Abuja, February 20, 2026 — Nigeria’s external reserves have climbed to $48.5 billion as of mid-February 2026, according to data from the Central Bank of Nigeria (CBN), marking the highest level since May 2013.
The figure represents a significant rise from $45.5 billion recorded at the end of 2025, reflecting improved foreign exchange inflows driven by stronger oil revenues, rising diaspora remittances, non-oil export growth, and ongoing banking sector reforms.
Impact on the Naira
The reserves build-up has contributed to relative stability in the foreign exchange market. The naira has strengthened in the parallel market to around ₦1,347 per dollar, compared to highs above ₦1,700 per dollar recorded last year during periods of acute volatility.
Market analysts attribute the moderation to increased FX liquidity, tighter monetary policy coordination, and renewed investor confidence under the leadership of President Bola Tinubu and CBN Governor Olayemi Cardoso.
Import Cover and Economic Buffer
At $48.5 billion, Nigeria’s reserves now provide an estimated over 10 months of import cover, a level widely regarded by economists as a strong buffer against external shocks, including oil price volatility and global financial tightening.
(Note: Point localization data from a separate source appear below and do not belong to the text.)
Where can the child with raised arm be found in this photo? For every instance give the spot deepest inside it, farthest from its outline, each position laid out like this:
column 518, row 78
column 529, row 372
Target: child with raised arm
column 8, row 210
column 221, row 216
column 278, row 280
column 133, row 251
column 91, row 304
Supporters of the current economic reforms describe the development as evidence that recent fiscal and monetary adjustments are beginning to yield macroeconomic stability.
Cautious Optimism
However, economists and households remain cautious. While the reserves growth and exchange-rate stability signal macro-level improvement, inflationary pressures and high consumer prices continue to weigh on everyday living conditions.
Analysts note that sustained progress will depend on maintaining foreign inflows, deepening non-oil exports, improving domestic productivity, and translating macroeconomic gains into tangible relief for businesses and consumers.